Gute Nachricht für Eltern mit mehreren Kindern: Sie müssen nach einer Entscheidung des Bundesverfassungsgerichts (Az: 1 BvL 3/18, 1 BvR 717/16 u.a.) in der sozialen Pflegeversicherung besser gestellt werden als kleinere Familien und Kinderlose. Für die Beiträge zur gesetzlichen Renten- und Krankenversicherung gilt dies hingegen nicht. Die Praxis, hier überhaupt nicht zwischen Eltern und Kinderlosen zu unterscheiden, sei rechtens, entschied das oberste deutsche Gericht.

Anpassung der Beitragssätze bis Ende Juli 2023

Das Gericht ordnete an, Beitragssätze in der sozialen Pflegeversicherung bis Ende Juli 2023 an die konkrete Zahl der Kinder anzupassen. „Diesen Beschluss werden wir in der erklärten Frist umsetzen“, sagte Gesundheitsminister Karl Lauterbach. Der SPD-Politiker fügte hinzu: „Die Pflegeversicherung muss aber auch grundsätzlich solider finanziert werden. Auch das werden wir angehen.“

Urteil zur Pflegeversicherung bereits im Jahr 2001

Schon 2001 hatte das Bundesverfassungsgericht geurteilt, es sei nicht mit dem Grundgesetz vereinbar, dass Eltern einen genauso hohen Satz für die soziale Pflegeversicherung zahlen müssten wie Kinderlose; sie leisteten einen „generativen Beitrag zur Funktionsfähigkeit eines umlagefinanzierten Sozialversicherungssystems“. Die Beitragssätze wurden daraufhin angepasst. Seit Anfang dieses Jahres liegt jener für Eltern bei 3,05 Prozent des Bruttoeinkommens, der für Kinderlose bei 3,4 Prozent.

Gleiche Beitragsbelastung unabhängig von der Kinderzahl verfassungsrechtlich nicht gerechtfertigt

Nach Ansicht des Bundesverfassungsgerichts greift das aber zu kurz: Je mehr Kinder eine Familie habe, desto größer seien der Aufwand und die damit verbundenen Kosten. „Diese Benachteiligung tritt bereits ab einschließlich dem zweiten Kind ein“, heißt es in der Mitteilung. „Die gleiche Beitragsbelastung der Eltern unabhängig von der Zahl ihrer Kinder ist verfassungsrechtlich nicht gerechtfertigt.“ Der Gesetzgeber müsse diese Benachteiligung beheben.

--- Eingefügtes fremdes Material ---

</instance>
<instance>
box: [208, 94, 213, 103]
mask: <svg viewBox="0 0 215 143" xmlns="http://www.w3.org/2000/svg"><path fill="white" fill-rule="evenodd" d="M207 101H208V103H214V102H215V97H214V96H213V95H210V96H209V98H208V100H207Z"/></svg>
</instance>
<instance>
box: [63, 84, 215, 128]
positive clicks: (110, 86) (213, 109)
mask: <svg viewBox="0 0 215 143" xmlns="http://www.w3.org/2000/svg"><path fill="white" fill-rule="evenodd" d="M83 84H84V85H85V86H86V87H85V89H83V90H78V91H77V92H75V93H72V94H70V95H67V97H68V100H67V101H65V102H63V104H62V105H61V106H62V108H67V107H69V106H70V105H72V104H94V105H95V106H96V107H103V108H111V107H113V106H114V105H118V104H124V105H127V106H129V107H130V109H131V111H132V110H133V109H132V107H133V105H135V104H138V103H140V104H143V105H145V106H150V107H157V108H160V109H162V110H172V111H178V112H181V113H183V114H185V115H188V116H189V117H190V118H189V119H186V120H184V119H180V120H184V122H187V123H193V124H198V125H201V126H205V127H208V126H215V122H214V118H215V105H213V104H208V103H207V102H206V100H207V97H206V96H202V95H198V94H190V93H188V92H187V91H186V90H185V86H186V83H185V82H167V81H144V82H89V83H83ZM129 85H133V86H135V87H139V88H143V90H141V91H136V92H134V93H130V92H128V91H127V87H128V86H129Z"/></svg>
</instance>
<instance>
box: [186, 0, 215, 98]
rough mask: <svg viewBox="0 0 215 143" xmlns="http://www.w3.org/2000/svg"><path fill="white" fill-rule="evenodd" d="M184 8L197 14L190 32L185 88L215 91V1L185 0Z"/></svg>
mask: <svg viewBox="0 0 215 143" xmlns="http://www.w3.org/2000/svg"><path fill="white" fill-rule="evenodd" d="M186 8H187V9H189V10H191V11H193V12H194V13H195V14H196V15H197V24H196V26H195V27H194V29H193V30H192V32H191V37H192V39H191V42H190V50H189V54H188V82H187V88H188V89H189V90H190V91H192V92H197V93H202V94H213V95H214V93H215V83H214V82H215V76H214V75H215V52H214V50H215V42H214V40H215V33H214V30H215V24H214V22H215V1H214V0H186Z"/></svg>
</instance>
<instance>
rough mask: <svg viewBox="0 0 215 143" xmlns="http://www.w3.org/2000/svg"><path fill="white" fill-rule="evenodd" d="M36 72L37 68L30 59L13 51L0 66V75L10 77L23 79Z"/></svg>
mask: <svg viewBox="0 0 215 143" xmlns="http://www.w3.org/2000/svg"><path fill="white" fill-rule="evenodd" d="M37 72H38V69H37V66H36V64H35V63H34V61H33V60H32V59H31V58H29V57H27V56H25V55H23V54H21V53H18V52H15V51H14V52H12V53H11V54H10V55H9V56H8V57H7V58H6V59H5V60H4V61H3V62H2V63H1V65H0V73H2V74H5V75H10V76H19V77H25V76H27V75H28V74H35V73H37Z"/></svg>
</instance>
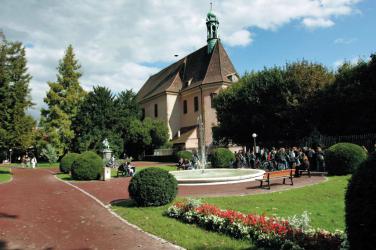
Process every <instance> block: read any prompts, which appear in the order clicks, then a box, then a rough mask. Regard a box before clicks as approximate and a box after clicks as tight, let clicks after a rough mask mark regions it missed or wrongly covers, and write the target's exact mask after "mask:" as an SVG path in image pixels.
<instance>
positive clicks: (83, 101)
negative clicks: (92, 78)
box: [73, 86, 123, 155]
mask: <svg viewBox="0 0 376 250" xmlns="http://www.w3.org/2000/svg"><path fill="white" fill-rule="evenodd" d="M73 127H74V131H75V133H76V135H77V137H76V139H75V145H76V151H79V152H83V151H87V150H94V151H96V152H98V153H101V151H102V149H103V145H102V141H103V140H104V139H105V138H107V139H108V141H109V143H110V146H111V149H112V150H113V151H114V153H115V154H116V155H119V154H120V153H121V152H122V151H123V142H122V139H121V136H120V133H119V132H117V129H118V127H119V116H118V107H116V103H115V96H114V95H113V94H112V93H111V90H110V89H108V88H106V87H100V86H98V87H94V88H93V91H91V92H89V93H88V95H87V96H86V98H85V100H84V101H83V103H82V104H81V105H80V108H79V111H78V114H77V116H76V118H75V120H74V124H73Z"/></svg>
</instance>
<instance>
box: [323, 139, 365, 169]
mask: <svg viewBox="0 0 376 250" xmlns="http://www.w3.org/2000/svg"><path fill="white" fill-rule="evenodd" d="M365 159H367V152H366V151H364V149H363V148H362V147H360V146H358V145H356V144H352V143H337V144H334V145H333V146H331V147H330V148H328V150H326V152H325V164H326V167H327V169H328V174H330V175H346V174H351V173H353V172H354V170H355V169H356V168H357V167H358V166H359V164H360V163H362V162H363V161H364V160H365Z"/></svg>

Keine Änderungen in der Kranken- und Rentenversicherung

In der gesetzlichen Rentenversicherung ist die Lage nach Überzeugung des Bundesverfassungsgerichts anders. Hier werde der Wert der Kindererziehung insbesondere durch die Anerkennung sogenannter Kindererziehungszeiten honoriert. Mit Blick auf die gesetzliche Krankenversicherung sei der Gesetzgeber Eltern mit mehreren Kindern durch die beitragsfreie Familienversicherung schon sehr entgegengekommen. Dass in diesen beiden Fällen keine Unterschiede zwischen Menschen mit und ohne Kindern gemacht werden, hatte schon das Bundessozialgericht in mehreren Urteilen für rechtens erklärt.